This is not specific to OO, but has to do with the properties of certain types.
For example, with the function type
A -> B // functional notation
public B meth(A arg) // how this looks in Java
we have the following:
Let C be a subtype of A, and D be a subtype of B. Then the following is valid:
B b = meth(new C()); // B >= B, C < A
Object o = meth(new C()); // Object > B, C < A
but the follwoing are invalid:
D d = meth(new A()); // because D < B
B b = meth(new Object()); // because Object > A
hence, to check whether a call of meth is valid, we must check
- The expected return type is a supertype of the declared return type.
- The actual argument type is a subtype of the declared argument type.
This is all well known and intuitive. By convention we say that the return type of a function is covariant, and the argument type of a method is contravariant.

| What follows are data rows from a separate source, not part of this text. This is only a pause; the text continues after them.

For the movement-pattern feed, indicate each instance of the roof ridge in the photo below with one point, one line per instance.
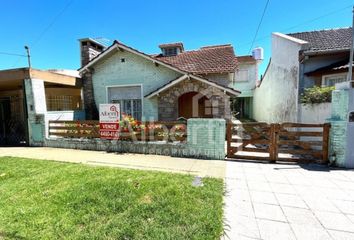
(321, 30)
(216, 46)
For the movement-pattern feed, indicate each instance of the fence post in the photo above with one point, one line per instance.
(229, 138)
(273, 146)
(325, 143)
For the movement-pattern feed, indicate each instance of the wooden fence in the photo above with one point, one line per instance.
(278, 142)
(148, 131)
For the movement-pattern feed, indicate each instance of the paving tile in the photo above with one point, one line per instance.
(301, 216)
(259, 186)
(335, 221)
(267, 211)
(271, 230)
(303, 232)
(320, 203)
(290, 200)
(242, 228)
(351, 217)
(339, 235)
(273, 178)
(263, 197)
(345, 206)
(283, 188)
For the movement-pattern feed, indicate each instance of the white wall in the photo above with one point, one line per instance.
(315, 113)
(276, 100)
(61, 116)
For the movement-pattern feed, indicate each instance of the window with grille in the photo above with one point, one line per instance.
(242, 76)
(332, 80)
(63, 103)
(129, 99)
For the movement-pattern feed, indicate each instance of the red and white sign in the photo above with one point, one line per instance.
(109, 121)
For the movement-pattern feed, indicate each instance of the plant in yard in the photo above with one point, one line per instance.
(52, 200)
(317, 94)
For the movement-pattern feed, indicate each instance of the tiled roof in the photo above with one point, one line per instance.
(210, 59)
(337, 66)
(167, 45)
(325, 40)
(245, 59)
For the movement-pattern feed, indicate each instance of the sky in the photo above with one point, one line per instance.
(52, 28)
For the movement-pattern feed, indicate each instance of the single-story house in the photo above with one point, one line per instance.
(26, 92)
(300, 61)
(166, 86)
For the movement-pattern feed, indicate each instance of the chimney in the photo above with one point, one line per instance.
(89, 49)
(171, 49)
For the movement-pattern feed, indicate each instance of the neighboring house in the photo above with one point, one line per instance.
(25, 93)
(245, 81)
(299, 61)
(167, 86)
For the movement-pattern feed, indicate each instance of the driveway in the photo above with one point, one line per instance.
(277, 201)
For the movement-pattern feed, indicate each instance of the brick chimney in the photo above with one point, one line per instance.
(89, 49)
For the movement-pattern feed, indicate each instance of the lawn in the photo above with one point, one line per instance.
(52, 200)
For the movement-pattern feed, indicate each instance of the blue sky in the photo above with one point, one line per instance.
(51, 28)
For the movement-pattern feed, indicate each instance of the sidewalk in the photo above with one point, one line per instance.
(211, 168)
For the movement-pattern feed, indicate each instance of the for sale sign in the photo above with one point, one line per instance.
(109, 121)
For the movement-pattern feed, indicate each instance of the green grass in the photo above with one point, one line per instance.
(52, 200)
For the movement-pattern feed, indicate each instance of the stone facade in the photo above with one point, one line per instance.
(168, 100)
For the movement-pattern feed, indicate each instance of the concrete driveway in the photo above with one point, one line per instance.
(273, 201)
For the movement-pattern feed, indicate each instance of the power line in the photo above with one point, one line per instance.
(303, 23)
(12, 54)
(259, 25)
(52, 23)
(46, 29)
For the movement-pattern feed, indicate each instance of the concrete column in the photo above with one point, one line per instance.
(36, 108)
(349, 156)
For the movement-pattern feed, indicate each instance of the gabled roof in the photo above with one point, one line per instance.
(210, 59)
(326, 40)
(198, 78)
(118, 45)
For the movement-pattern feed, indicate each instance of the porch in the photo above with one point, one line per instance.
(190, 97)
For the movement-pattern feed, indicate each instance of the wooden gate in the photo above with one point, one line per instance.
(291, 142)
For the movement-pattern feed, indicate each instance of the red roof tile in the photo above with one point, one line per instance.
(245, 59)
(210, 59)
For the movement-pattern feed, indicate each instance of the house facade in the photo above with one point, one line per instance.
(29, 96)
(168, 86)
(300, 61)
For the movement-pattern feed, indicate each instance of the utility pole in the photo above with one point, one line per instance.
(28, 56)
(350, 65)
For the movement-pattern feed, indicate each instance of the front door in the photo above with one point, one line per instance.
(5, 113)
(200, 107)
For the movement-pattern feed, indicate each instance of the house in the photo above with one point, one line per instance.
(173, 84)
(300, 61)
(245, 81)
(26, 94)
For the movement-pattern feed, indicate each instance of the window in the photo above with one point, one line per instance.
(331, 80)
(63, 103)
(129, 99)
(170, 51)
(242, 75)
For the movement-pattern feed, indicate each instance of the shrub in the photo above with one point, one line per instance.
(317, 95)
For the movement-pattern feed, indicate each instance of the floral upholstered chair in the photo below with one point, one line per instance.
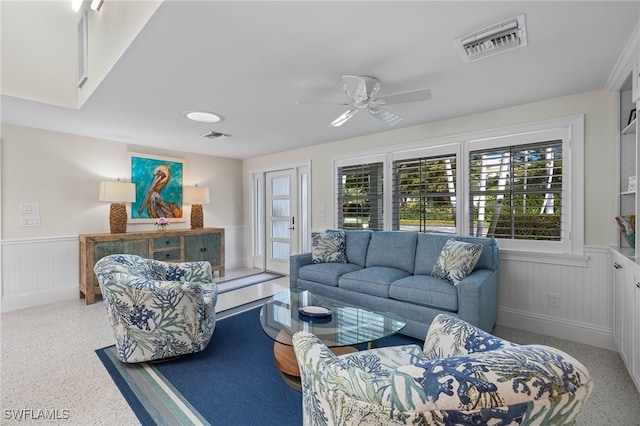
(157, 309)
(462, 376)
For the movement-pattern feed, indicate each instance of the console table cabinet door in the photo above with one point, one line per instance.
(208, 247)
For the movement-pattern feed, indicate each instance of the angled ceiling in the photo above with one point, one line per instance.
(252, 61)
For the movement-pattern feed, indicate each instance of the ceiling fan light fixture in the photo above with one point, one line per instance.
(203, 116)
(212, 134)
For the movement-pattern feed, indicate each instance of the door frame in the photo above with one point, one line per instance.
(302, 211)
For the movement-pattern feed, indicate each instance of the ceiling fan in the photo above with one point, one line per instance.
(361, 90)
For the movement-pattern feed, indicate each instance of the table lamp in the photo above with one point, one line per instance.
(196, 196)
(118, 193)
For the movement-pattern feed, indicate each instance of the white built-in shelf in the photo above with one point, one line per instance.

With parameterized types, like List, we have it that the argument type is invariant in languages like Java, where we have mutability. We can't say that a list of C's is a list of A's, because, if it were so, we could store an A in a list of Cs, much to the surprise of the caller, who assumes only Cs in the list. However, in languages where values are immutable, like Haskell, this is not a problem. Because the data we pass to functions cannot be mutated, a list of C actually is a list of A if C is a subtype of A. (Note that Haskell has no real subtyping, but has instead the related notion of "more/less polymorphic" types.)